Wie lange dauert es, bis die Haare zehn Zentimeter wachsen?

Im Durchschnitt wachsen Haare einen bis eineinhalb Zentimeter im Monat. Pro Tag sind es zwischen 0,3 und 0,5 Millimeter. Würde man diesem Durchschnittswert folgen, bräuchten die Haare also zehn Monate und kürzer, um zehn Zentimeter lang zu wachsen.

Häufige Fragen zum Thema Haarwachstum

Wie viele Haare hat ein Mensch auf dem Kopf?

Im Durchschnitt trägt jeder Mensch etwa 100.000 Haare auf dem Kopf. Die genaue Anzahl richtet sich vor allem nach der Haarfarbe. Menschen mit hellem Haar haben vergleichsweise viele Haare, etwa 130.000 bis 150.000, dafür sind die Haare aber auch dünner. Bei dunkleren Haarfarben ist die Struktur kräftiger, die Anzahl der Haare jedoch geringer. Übrigens verliert der Mensch jeden Tag im Durchschnitt 100 Kopfhaare. Der genaue Wert hängt von der gesamten Haaranzahl ab. Personen mit vielen Haaren verlieren täglich auch mehr davon.

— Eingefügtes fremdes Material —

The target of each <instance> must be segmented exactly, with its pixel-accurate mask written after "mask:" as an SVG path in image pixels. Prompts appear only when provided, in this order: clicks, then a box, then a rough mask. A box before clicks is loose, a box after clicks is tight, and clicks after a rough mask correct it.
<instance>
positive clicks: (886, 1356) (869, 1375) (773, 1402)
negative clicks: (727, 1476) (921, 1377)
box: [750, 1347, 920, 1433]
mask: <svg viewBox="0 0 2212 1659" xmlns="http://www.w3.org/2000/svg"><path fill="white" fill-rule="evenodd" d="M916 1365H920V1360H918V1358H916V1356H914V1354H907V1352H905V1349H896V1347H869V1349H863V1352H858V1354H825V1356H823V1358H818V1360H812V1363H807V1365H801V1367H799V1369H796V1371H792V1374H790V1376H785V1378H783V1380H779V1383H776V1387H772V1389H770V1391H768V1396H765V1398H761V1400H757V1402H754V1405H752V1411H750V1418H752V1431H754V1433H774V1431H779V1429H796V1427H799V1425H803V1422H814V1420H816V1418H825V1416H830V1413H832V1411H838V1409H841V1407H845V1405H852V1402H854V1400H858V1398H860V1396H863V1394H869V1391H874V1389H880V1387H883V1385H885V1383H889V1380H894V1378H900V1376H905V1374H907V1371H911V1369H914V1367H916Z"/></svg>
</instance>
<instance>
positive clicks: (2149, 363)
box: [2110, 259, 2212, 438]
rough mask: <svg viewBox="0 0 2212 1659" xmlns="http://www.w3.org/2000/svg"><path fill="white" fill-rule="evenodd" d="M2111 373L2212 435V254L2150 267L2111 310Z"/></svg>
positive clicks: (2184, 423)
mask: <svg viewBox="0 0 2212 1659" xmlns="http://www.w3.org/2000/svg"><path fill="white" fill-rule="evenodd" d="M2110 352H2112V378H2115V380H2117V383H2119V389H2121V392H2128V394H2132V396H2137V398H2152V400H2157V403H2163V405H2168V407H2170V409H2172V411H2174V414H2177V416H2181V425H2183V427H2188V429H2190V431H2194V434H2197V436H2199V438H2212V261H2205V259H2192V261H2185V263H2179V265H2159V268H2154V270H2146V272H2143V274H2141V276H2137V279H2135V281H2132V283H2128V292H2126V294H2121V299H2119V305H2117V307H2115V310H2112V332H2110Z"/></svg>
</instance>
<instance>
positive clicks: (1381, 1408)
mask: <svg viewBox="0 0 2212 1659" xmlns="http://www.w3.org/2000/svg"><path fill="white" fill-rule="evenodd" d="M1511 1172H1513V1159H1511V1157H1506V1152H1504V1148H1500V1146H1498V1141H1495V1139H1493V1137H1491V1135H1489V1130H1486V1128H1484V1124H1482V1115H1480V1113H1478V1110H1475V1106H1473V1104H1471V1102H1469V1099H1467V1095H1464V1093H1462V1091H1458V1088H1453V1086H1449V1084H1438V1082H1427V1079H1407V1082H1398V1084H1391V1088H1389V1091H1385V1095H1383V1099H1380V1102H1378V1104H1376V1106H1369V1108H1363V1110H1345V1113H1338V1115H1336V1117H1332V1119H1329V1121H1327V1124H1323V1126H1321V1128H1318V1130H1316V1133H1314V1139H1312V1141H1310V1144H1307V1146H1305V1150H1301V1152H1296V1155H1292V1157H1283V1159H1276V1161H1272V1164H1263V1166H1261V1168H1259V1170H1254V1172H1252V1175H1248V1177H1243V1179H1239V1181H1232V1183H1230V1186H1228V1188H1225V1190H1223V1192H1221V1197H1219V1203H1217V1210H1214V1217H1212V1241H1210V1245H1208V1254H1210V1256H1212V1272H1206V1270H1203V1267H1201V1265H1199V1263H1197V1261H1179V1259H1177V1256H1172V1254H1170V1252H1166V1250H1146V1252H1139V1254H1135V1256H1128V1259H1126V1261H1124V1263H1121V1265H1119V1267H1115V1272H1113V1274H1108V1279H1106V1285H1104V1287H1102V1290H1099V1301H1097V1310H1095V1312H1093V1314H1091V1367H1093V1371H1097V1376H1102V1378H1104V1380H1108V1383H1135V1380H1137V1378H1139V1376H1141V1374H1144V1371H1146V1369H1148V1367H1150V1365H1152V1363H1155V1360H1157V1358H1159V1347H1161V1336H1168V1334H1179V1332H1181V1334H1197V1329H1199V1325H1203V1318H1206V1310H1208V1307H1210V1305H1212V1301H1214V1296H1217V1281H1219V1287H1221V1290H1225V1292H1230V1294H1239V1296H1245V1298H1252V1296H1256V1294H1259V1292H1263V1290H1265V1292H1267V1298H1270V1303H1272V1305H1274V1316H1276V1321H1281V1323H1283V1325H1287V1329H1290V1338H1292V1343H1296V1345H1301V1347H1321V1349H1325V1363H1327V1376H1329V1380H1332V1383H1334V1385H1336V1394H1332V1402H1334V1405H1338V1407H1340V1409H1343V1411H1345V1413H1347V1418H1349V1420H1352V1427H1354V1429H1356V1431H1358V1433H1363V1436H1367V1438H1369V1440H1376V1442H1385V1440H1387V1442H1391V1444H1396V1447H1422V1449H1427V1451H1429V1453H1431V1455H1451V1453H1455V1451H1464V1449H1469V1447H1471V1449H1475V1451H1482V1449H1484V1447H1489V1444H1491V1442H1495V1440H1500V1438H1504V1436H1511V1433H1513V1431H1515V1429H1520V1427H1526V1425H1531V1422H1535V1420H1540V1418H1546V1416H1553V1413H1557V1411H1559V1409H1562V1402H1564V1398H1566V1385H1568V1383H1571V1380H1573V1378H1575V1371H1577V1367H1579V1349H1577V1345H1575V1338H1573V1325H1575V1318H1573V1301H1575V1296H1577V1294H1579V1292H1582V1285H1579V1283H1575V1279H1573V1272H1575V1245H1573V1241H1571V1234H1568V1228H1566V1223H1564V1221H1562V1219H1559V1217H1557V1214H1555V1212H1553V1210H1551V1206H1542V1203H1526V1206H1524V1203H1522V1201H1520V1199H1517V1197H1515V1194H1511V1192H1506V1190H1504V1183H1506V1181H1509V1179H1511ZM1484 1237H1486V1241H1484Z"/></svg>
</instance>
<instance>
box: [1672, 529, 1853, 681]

Kann Stress zu Haarausfall führen?

Ja! Bei andauerndem Stress befinden sich vermehrt Stresshormone wie Cortisol und Noradrenalin im Körper.

Gibt es Hausmittel, die das Haarwachstum fördern?

Jein. Insbesondere Kräuter wie Brennnessel, Salbei oder Rosmarin sollen die Haare schneller wachsen lassen. Beweise dafür gibt es nicht.

Beeinflussen Mondphasen das Haarwachstum?

Nein! Haareschneiden in bestimmten Mondphasen ändert nichts am Haarwachstum.